M. de Bismarck ne déclina pas la discussion, il n’était pas encore entièrement maître de ses mouvemens : les préliminaires étaient signés, mais ils n’étaient pas ratifiés. Il reconnut qu’il était juste et convenable de nous accorder quelque chose ; il admettait l’équité du principe des compensations et il allait même « jusqu’à échanger des idées sur les moyens d’en réaliser l’application pratique[2]. » Mais lorsque M. Benedetti parla des pays situés entre la Moselle et le Rhin, il se retrancha catégoriquement derrière la répugnance du roi à céder une portion quelconque du territoire prussien. S’il ne repoussa pas l’idée de nous procurer des compensations dans le Palatinat, il nous proposa franchement la Belgique, « s’offrant à nous entendre avec lui. » C’était la combinaison favorite de cet homme d’état, celle qu’il préconisait déjà à Paris et à Biarritz, et à laquelle il revenait sans cesse. Il allait même, dans ses heures d’expansion, jusqu’à guider notre inexpérience en matière d’annexion, en nous exposant les procédés dont il s’était servi lui-même pour s’assurer la conquête des duchés de l’Elbe. « Votre situation est bien simple, disait-il à M. Lefèvre de Béhaine ; vous n’avez qu’à dire au roi des Belges que les inévitables agrandissemens de la Prusse vous paraissent inquiétans ; qu’il n’y a guère qu’un moyen de parer à des éventualités dangereuses, et de rétablir l’équilibre dans des conditions convenables pour l’Europe et pour votre propre sécurité.
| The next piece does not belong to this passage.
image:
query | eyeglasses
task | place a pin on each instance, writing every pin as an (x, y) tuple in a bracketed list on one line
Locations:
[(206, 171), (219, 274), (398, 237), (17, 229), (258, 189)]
Ce moyen, c’est d’unir les destinées de la Belgique à celles de la France par des liens si étroits que cette monarchie, dont l’autonomie serait d’ailleurs respectée, deviendrait au nord le véritable boulevard de la France, rentrée dans l’exercice de ses droits naturels[3]. »
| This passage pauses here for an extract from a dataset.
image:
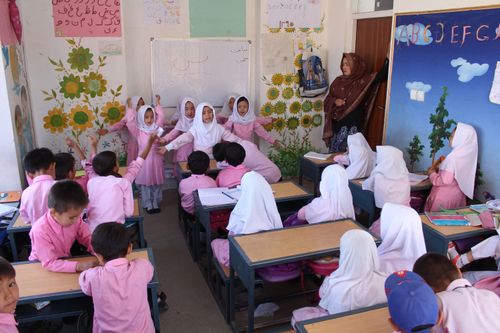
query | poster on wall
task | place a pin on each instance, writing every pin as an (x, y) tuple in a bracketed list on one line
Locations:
[(453, 57), (76, 18), (162, 12), (294, 13)]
S’il répugnait au roi Guillaume de céder du territoire prussien, il ne répugnait pas moins à l’empereur de recourir à des procédés

  1. Benedetti, Ma Mission en Prusse.
  2. Lettre de M. Drouyn de Lhuys au comte de Goltz. — Papiers des Tuileries.
  3. Dépêche de M. de Gramont, juillet 1870 (extrait de la correspondance de M. Lefèvre de Béhaine).